ABSTRACT

The Protohistoric period in the Greater Southwest was a time when native peoples and institutions struggled to hold off an alien cultural system. The incoming Spaniards were ideologically aggressive and superior in political organization and in military and economic power. In addition, they introduced European diseases, powerful, if inadvertent, allies. It was population loss, resulting from disease, that allowed the Jesuits in the early 17th century to conquer the northern and central Sonoran area when Spanish arms had failed to do so in the 16th. The Pueblo region to the north also was ravaged by disease, but this effect seemed to have been delayed. Whereas the Sonoran Serrana peoples underwent some sort of demographic collapse in the half century between Ibarra (1565) and the first contact of the Jesuits (around 1615), most Pueblos were still functioning reasonably well until the great population slump of the 17th century.
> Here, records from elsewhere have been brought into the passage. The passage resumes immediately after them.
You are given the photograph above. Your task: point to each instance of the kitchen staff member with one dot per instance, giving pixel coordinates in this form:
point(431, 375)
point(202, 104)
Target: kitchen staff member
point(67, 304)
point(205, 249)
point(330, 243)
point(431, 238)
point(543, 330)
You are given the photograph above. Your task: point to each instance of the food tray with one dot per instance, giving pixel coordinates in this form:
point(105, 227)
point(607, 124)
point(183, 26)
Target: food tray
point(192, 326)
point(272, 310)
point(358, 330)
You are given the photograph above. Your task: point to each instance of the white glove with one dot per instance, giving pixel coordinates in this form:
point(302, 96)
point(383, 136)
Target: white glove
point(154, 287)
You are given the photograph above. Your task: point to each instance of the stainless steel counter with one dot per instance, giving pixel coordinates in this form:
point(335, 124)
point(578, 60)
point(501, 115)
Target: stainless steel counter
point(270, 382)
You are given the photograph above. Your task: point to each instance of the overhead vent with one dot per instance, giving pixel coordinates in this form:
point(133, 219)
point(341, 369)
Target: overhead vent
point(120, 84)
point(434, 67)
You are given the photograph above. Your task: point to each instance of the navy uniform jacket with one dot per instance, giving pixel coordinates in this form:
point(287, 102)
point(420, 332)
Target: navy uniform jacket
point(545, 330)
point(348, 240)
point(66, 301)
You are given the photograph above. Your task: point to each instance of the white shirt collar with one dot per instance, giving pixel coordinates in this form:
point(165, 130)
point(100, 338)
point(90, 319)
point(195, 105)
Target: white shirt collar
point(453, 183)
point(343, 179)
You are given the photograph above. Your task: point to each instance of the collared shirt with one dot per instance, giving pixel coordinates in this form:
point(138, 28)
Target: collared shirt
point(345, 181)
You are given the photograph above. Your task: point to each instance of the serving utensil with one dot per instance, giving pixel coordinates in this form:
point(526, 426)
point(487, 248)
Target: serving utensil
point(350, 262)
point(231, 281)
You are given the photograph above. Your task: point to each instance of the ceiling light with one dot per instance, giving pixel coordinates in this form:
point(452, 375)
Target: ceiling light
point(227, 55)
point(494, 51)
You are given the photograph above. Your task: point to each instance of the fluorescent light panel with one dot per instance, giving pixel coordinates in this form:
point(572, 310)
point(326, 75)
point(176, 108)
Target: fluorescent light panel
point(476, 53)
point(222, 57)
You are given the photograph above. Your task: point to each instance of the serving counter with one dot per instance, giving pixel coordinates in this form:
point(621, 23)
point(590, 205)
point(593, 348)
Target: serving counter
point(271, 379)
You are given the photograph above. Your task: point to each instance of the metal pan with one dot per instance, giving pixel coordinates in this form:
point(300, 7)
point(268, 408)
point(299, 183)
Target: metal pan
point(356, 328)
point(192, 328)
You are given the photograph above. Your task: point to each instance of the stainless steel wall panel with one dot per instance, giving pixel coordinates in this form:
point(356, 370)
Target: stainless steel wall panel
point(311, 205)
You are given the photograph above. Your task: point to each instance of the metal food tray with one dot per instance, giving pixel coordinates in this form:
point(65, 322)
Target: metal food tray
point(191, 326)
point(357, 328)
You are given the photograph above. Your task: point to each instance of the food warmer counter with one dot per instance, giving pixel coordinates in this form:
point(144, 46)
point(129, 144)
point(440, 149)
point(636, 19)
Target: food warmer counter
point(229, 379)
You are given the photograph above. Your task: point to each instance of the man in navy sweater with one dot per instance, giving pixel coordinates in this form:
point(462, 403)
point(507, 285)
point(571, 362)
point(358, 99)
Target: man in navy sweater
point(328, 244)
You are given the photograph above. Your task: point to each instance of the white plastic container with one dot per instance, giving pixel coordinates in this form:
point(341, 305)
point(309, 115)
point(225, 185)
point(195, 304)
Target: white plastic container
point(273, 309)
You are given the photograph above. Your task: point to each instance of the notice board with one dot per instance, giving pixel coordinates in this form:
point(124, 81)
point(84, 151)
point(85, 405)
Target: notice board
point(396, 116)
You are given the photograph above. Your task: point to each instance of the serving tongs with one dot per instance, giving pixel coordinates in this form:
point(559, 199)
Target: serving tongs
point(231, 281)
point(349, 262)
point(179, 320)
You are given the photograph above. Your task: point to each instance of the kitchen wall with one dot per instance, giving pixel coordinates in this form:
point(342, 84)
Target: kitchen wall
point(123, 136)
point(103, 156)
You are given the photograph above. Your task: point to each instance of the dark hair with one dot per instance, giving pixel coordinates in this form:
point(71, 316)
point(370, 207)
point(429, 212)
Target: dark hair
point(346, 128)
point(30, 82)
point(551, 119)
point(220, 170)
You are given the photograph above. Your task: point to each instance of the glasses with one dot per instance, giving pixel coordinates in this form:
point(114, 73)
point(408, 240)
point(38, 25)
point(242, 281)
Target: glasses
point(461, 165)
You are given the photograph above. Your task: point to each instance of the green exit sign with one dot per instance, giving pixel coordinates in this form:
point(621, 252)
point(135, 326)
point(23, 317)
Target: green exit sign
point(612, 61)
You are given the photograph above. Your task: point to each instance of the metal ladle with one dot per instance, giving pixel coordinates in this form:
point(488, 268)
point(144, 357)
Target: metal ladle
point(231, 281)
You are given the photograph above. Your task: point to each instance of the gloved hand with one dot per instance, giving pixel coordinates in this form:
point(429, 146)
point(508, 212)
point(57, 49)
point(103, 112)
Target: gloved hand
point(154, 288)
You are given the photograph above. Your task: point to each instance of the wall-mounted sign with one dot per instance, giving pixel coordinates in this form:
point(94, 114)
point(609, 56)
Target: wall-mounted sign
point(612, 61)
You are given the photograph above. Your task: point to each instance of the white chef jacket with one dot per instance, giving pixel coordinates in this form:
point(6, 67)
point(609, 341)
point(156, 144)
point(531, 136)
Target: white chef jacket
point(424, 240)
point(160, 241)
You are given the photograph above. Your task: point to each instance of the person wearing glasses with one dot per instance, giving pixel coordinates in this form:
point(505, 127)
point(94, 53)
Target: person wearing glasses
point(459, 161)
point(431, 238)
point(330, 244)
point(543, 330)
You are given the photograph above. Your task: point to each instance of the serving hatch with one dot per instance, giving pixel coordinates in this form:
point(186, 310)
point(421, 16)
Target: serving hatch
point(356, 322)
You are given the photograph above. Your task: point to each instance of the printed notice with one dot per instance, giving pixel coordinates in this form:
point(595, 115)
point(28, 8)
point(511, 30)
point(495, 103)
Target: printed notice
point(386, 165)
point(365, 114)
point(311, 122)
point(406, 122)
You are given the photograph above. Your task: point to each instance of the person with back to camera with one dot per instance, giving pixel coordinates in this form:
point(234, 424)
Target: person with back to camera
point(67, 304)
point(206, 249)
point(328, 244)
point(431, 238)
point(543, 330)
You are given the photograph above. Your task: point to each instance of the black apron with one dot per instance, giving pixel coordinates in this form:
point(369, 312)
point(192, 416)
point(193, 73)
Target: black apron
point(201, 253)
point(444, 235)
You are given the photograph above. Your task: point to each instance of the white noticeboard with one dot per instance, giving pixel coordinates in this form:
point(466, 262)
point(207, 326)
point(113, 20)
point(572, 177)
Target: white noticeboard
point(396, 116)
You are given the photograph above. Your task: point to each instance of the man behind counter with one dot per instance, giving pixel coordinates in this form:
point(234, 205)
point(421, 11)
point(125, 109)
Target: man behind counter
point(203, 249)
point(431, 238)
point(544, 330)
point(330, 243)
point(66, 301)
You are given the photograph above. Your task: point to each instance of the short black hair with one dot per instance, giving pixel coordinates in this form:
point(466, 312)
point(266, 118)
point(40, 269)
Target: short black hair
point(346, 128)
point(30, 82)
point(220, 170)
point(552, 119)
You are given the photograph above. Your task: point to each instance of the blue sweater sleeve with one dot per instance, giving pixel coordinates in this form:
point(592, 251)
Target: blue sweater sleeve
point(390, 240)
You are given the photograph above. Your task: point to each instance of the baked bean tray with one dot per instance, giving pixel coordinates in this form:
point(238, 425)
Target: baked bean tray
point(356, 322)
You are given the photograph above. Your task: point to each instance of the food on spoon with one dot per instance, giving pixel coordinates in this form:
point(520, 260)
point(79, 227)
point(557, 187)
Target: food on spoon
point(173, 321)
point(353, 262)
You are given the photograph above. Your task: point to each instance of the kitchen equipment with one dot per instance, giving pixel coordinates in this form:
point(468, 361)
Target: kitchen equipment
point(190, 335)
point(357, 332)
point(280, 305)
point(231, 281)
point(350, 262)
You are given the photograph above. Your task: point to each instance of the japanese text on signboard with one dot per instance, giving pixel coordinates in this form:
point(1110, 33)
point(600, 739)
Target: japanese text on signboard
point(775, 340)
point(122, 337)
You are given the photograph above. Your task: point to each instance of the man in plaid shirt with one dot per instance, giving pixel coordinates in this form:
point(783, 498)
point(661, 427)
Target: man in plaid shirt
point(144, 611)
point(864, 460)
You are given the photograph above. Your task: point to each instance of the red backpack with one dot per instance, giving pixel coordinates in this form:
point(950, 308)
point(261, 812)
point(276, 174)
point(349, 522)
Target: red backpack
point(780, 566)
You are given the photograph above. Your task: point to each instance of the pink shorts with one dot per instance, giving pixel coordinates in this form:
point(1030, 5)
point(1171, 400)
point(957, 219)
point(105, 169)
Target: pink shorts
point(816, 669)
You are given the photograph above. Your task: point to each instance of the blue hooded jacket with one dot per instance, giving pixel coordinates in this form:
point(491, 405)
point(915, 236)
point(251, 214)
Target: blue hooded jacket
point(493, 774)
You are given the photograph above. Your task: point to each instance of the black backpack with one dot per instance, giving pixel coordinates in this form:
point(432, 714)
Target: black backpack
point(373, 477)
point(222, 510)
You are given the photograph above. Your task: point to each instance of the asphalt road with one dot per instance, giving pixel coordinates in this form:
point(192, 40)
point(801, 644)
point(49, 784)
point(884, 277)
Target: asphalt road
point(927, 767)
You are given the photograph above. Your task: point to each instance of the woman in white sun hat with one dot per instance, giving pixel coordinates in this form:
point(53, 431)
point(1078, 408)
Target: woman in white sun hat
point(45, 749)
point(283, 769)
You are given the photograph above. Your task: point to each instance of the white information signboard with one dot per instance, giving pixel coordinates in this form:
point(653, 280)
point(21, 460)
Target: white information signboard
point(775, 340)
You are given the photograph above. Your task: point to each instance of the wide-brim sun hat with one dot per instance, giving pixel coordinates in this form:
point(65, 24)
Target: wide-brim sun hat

We know less about the Desert and Colorado provinces and that of La Junta, but the large populations found by Kino and his fellow Jesuits in the Gila-Salt valleys had presumably been larger still in Coronado's day. The same is likely true for the Lower Colorado Yuman-speaking Indians. In the Colorado River Valley there were vigorous populations very much involved in the Greater Southwest trade network. Unfortunately, not enough systematic archaeology had been done on the Hakataya ancestors of the 16th-century Yuman peoples to make definitive statements as to their influence in the centuries that led up to the Protohistoric period (see Schroeder 1979:106-107). The Jornada Mogollon Indians expanded eastward along the Rio Grande to La Junta de los Rios, establishing themselves by A.D. 1400 at La Junta and in the Redford Valley to the east (Kelley 1952:361). At La Junta, 229however, even by earliest formal contact in 1581, there already had been considerable Spanish influence in the lower Conchos region and population may have been on the decline.